Diane Morgan: ‘It sounds mad that I wrote, directed and star in Mandy. Like I’m Orson Welles’

The motherland star on being showrunner on her new sitcom, working with famous friends – and being distantly related to Bet Lynch

Bolton-born Diane Morgan, 44, went to acting school, then worked in a chip shop and in telesales before trying standup aged 30. She’s now best known for her deadpan portrayal of dimwit TV pundit Philomena Cunk on Charlie Brooker’s Wipe series and the spin-off Cunk mockumentaries. Morgan also appears in parenting sitcom Motherland and Ricky Gervais’s black comedy After Life. She stars in the forthcoming BBC sitcom Mandy, the first show that she has both written and directed.

What inspired Mandy?
She’s based on a real person. I can’t say who she is but I met her and thought, if I ever get the chance, I’d love to play you. I just started impersonating her around the house, so when I got the opportunity to do this 15-minute comedy pilot for the BBC, I went: “I’m going to do that woman!” Her hair, clothes, voice, everything – it’s all exactly the same. Now they’ve given me a whole series, more fool them. I got Mandy’s entire costume off eBay. This woman was having a clear-out, selling her whole wardrobe, and it was all so Mandy. I bought up the lot. It’s quite a handy technique if you want lots of similar clothes for a character.

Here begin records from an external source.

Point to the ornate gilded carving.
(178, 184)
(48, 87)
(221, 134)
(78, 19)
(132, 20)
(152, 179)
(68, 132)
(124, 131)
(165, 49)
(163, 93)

The show has a distinctive, daft tone. How did that come about?
Most people nowadays are doing downbeat, naturalistic comedy. I wanted to do something mad and silly. I crave silliness. A bit of pure escapism. It’s turned out much weirder than I imagined. It’s quite visual, like a Viz cartoon, but I’m happy with it. And Mandy by Barry Manilow is the theme song. I didn’t think we’d get the rights. I tried to get Jarvis Cocker to sing it but he never got back to me. I was worried we’d have to use the Westlife version instead, so I’m chuffed we got the original.

Each episode has a surprise guest star. How was working with Shaun Ryder from Happy Mondays?
When I was writing, I’d think: “Ooh, I wonder if we could get such-and-such?” Amazingly, they all said yes. I felt like Morecambe and Wise. I asked myself, if Mandy had an ex-husband, who would it be? Mark E Smith’s died, so it had to be Shaun Ryder. He got to fire two guns for this shootout scene and it was his best day out ever. Shaun was like: “I’m not an actor, I hope I’m not shit”, but he was brilliant.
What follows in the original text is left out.